A tariff imposed on imported goods helps to support a developing economy. Here are some objectives of tariffs:
- Support domestic producers: Government intends to support local or domestic producers by imposing taxes on imported products. This, in turn, also benefits the employment sector of a country.
- Safeguard domestic consumers: Sometimes, it may be the case that certain imported products contain harmful substances for consumers. Hence, overly priced products will keep consumers away from purchasing imported goods and services.
- Support indigenous industries: In this growing economy of a developing country, it is important to support the newly emerging industries and companies.
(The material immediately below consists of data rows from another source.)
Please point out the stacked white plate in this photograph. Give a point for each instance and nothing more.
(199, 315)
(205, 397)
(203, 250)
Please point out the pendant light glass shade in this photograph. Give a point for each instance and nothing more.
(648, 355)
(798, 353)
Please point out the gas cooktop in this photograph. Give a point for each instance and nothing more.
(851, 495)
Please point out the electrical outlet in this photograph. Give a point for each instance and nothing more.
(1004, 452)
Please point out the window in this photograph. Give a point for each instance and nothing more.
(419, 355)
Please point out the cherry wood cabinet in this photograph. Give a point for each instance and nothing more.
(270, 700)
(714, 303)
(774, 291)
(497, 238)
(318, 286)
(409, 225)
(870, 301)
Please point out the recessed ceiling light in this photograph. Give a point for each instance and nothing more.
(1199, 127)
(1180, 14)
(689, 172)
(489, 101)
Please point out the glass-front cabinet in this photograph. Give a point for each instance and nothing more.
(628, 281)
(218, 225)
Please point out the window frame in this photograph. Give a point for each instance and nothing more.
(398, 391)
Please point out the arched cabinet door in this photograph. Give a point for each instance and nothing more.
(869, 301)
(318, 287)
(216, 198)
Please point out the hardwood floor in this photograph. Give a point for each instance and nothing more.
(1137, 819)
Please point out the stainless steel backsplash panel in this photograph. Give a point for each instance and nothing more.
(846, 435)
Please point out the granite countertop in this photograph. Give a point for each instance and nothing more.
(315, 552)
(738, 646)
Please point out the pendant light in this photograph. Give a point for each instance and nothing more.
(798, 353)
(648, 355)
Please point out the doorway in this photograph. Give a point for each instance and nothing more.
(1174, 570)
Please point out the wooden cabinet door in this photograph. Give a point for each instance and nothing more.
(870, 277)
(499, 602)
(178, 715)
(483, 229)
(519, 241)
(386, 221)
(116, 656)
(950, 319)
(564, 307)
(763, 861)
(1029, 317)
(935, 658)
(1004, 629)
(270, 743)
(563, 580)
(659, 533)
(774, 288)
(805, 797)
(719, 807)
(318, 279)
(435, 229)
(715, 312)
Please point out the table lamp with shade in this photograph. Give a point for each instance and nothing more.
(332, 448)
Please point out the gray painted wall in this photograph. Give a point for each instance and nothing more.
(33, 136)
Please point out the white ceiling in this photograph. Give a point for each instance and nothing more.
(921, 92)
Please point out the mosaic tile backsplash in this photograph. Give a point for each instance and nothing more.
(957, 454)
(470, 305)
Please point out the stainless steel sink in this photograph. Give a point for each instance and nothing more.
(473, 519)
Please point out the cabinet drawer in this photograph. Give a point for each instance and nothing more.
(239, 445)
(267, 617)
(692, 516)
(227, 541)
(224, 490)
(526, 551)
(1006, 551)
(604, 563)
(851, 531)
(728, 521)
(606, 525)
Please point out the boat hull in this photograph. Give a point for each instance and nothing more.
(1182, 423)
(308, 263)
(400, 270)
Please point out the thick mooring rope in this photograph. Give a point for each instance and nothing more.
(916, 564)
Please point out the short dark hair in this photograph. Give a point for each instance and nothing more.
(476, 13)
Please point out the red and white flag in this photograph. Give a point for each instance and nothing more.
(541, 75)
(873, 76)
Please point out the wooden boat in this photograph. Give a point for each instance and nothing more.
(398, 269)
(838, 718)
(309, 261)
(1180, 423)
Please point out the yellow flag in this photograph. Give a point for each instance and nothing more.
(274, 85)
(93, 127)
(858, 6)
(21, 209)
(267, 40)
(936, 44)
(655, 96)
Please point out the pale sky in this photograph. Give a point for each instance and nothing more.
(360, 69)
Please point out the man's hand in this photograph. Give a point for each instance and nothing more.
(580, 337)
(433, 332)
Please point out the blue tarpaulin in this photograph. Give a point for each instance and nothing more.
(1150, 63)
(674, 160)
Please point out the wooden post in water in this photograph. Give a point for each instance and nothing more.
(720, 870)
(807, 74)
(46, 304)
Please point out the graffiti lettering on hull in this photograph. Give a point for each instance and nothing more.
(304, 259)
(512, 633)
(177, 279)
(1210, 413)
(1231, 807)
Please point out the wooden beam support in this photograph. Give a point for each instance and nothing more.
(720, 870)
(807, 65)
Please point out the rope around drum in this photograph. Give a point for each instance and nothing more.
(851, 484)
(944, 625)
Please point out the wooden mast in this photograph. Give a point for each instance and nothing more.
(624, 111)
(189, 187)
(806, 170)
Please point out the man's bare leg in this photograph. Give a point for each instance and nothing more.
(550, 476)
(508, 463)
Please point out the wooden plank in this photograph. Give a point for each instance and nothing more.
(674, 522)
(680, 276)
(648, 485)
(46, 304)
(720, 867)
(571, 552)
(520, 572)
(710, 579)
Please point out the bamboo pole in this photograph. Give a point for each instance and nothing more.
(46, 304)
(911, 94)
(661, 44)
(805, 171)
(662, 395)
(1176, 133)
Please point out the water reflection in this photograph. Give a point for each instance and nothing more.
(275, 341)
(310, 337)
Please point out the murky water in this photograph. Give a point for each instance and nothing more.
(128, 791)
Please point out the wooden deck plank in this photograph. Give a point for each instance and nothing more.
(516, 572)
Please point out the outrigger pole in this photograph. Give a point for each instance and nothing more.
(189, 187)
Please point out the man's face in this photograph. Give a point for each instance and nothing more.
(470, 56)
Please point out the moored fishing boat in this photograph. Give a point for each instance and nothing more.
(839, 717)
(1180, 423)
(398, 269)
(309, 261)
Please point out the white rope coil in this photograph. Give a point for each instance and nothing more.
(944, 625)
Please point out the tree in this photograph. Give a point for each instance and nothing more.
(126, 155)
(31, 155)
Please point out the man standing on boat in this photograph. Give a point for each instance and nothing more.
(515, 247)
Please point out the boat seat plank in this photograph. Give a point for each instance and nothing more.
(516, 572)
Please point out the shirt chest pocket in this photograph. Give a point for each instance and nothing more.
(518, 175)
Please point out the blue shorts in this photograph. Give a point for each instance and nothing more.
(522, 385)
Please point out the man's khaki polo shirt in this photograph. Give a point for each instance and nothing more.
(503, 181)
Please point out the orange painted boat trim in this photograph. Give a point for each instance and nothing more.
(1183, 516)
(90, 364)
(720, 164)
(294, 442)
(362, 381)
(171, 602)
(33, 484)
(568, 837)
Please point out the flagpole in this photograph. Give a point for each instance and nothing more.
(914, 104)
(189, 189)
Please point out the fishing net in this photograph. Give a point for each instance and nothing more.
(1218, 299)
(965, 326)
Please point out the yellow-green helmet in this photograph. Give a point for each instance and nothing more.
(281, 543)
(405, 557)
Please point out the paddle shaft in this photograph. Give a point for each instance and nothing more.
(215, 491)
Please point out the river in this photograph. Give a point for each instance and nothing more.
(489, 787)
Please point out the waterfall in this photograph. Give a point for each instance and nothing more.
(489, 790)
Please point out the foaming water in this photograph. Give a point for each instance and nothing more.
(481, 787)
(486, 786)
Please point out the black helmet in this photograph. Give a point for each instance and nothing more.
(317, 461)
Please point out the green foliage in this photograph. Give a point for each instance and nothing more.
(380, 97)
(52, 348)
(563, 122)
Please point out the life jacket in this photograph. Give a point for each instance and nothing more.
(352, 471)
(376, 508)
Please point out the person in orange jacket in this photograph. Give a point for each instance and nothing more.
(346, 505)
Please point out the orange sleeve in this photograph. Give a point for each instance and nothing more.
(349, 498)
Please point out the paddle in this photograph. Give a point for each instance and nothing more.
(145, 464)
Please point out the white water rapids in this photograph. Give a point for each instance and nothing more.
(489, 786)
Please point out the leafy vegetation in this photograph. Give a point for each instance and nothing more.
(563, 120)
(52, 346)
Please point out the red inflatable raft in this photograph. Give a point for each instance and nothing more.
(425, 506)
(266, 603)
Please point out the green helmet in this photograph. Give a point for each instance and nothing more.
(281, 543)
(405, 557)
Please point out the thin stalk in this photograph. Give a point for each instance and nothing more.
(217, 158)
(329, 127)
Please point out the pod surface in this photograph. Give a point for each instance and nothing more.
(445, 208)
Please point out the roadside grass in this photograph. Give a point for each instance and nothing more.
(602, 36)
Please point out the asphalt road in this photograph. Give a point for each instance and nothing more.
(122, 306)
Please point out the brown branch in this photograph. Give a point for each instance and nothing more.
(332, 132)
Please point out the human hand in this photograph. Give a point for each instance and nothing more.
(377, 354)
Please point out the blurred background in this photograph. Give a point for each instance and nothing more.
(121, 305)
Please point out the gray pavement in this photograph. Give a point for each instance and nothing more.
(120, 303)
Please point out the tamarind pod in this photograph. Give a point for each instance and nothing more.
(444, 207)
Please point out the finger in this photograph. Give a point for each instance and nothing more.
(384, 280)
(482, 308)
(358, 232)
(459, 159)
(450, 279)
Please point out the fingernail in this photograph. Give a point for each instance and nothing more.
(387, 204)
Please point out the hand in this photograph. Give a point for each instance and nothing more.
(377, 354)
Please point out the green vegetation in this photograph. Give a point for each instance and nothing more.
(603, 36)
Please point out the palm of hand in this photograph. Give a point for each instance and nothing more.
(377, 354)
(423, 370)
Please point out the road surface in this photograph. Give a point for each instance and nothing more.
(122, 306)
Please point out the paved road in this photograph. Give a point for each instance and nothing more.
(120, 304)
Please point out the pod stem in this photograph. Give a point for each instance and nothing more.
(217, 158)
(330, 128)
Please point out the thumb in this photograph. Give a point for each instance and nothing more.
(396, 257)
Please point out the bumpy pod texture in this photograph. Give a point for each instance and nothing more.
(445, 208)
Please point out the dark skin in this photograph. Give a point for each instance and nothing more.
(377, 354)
Tariffs imposed on imported goods will divert the consumers towards purchasing from local producers.
- Protect dependence on domestic industries of national importance : Government may need to protect the business which holds strategic importance to national security from being overly dependent on imported goods & services.
How Do Tariffs Work?
Tariffs work by increasing the prices of imported goods and reducing the competition for the domestic market or industries, especially emerging ones. Tariffs have the purpose of making comparatively cheaper domestic products more attractive to consumers at affordable rates.
It is controversial whether a free market policy would improve the economy more than trade barriers. Many economists agree that tariffs harm the market more than doing any good. They can make the domestic market less productive and innovative by reducing the competition, as the experts would say. Many such scenarios might reflect light on how tariffs are not always beneficial for both the producers and consumers.
What Are the Different Types of Tariffs?
There are four principal types of tariffs applicable – specific tariffs, compound tariffs, ad valorem (according to the value), and tariff-rate quota. Here is a brief description of these types:
- Specific tariffs: A specific tariff is levied on a product irrespective of its value. It depends on the number of units or weight of the imported product rather than its value. For example, a country can levy Rs. 15 on a pair of shoes but Rs. 100 on a single jacket.
- Compound tariffs: A compound tariff depends on the imported product's unit and value. For example, if the tariff imposed on imported apples is Rs. 5 per unit, a compound tariff will include this and an additional percentage on the value of the goods.
- Ad valorem: "ad valorem" is a Latin word that means "according to value". Hence, it is quite understandable that this type of tariff is applicable based on the import value of the product. This is calculated in the form of a percentage rather than a monetary figure. For example, Japan levies a 15% tariff on US automobiles.
- Tariff-rate quota: A tariff-rate quota combines two trade policies - tariffs and quotas. It levies a specific tariff rate on imported goods up to a specific amount. For example, a country can levy a 10% tariff on 5000 bags but when the number exceeds 5000, the tariff rate will be increased to 20%.
Now that you have gained some knowledge on what tariff means and its purpose, it will be easier to comprehend how imports and exports work for a country and why tariffs are levied on imported products.